[PATCH v7 10/17] KVM: arm64: introduce new KVM ITS device

Peter Maydell peter.maydell at linaro.org
Mon Jul 4 07:32:37 PDT 2016


On 4 July 2016 at 15:27, Auger Eric <eric.auger at redhat.com> wrote:
> Andre,
>
> On 04/07/2016 16:05, Andre Przywara wrote:
>> Hi,
>>
>> On 04/07/16 10:00, Auger Eric wrote:
>>> From a QEMU integration point of view this means the init sequence used
>>> for KVM GIC interrupt controllers cannot be reused for ITS and more
>>> importantly this is not straightforward to have the proper sequence
>>> ordering (hence the previously reported case).
>>
>> I am confused, can you please elaborate what the problem is?
>> Or alternatively sketch what you ideally would the ITS init sequence to
>> look like? I am totally open to any changes, just need to know what
>> you/QEMU needs.
>
> in QEMU the address setting is done on a so-called qemu
> "machine_init_done_notifier", ie. a callback that is registered at ITS
> device init, to be called once the virt machine code has executed.
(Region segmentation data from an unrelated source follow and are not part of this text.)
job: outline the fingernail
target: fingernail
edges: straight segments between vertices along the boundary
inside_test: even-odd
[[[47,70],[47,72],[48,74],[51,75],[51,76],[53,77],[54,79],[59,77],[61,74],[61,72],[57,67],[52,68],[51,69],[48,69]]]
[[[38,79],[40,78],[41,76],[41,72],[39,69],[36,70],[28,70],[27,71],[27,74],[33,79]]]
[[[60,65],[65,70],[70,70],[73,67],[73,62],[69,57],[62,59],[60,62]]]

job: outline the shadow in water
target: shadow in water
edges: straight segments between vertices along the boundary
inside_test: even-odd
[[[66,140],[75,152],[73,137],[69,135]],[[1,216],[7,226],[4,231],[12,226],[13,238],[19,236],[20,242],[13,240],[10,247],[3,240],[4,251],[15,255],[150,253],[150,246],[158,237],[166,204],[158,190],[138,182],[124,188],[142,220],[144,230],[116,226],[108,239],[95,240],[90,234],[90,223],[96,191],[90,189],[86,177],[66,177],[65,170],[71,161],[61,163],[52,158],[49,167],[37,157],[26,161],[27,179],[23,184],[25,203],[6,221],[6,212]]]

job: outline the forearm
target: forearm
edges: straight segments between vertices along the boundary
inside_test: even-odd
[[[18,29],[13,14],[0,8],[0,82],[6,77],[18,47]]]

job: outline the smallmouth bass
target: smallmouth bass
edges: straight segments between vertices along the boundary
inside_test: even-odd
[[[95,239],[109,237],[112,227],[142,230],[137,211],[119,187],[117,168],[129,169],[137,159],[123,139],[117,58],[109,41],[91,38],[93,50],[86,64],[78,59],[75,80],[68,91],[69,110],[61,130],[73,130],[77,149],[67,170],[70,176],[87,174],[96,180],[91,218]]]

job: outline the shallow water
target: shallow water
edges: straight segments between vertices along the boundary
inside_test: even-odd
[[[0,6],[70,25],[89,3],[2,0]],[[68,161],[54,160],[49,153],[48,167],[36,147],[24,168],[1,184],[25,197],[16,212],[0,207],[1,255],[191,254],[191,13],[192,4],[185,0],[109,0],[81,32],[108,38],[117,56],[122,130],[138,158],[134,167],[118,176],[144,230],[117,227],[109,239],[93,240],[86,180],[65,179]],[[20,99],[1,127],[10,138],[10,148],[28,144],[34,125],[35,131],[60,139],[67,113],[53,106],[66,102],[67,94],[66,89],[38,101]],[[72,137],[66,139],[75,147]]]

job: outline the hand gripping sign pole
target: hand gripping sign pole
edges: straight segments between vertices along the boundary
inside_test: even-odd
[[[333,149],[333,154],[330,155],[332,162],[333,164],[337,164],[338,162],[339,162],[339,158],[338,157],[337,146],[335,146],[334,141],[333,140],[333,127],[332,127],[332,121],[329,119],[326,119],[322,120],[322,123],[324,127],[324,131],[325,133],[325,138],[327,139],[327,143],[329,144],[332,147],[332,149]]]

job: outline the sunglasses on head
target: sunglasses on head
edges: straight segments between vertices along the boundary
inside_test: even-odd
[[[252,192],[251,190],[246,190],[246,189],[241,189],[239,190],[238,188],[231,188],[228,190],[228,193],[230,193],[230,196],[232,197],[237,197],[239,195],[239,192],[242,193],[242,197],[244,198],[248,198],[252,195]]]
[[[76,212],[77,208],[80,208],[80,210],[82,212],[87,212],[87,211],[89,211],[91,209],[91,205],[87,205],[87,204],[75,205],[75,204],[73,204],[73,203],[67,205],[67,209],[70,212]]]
This
> callback calls  kvm_device_ioctl(kd->dev_fd, KVM_SET_DEVICE_ATTR, attr);
>
> In case the userspace needs to explicitly "init" the ITS (actually ~
> map_resources) this must happen after the KVM_SET_DEVICE_ATTR. So you
> also must register a callback in the same way. However there is a
> framework existing to register kvm device addresses but this does not
> exist to set other attributes than device addresses.
>
> This is feasible I think but this does not fit qemu nicely. So can't the
> map_resources happen implicitly on the first VCPU run?

I'm not clear what you think the problem here for QEMU is.
We definitely want the API for the kernel to be:
 create device
 set attributes
 explicitly complete init of the device
 [attribute setting after this is illegal]
 run CPUs

so I'm not sure why QEMU would care if the kernel does things at
"final init" rather than "run CPUs".

This is how the GICv3 init works and how the ITS should work too;
we don't want to extend the GICv2 mistake of "no explicit complete
init" to anything else, because then you end up with ad-hoc
"do this when we first run the vCPU; oh, but also do it if
userspace tries to write a register content; and also if...".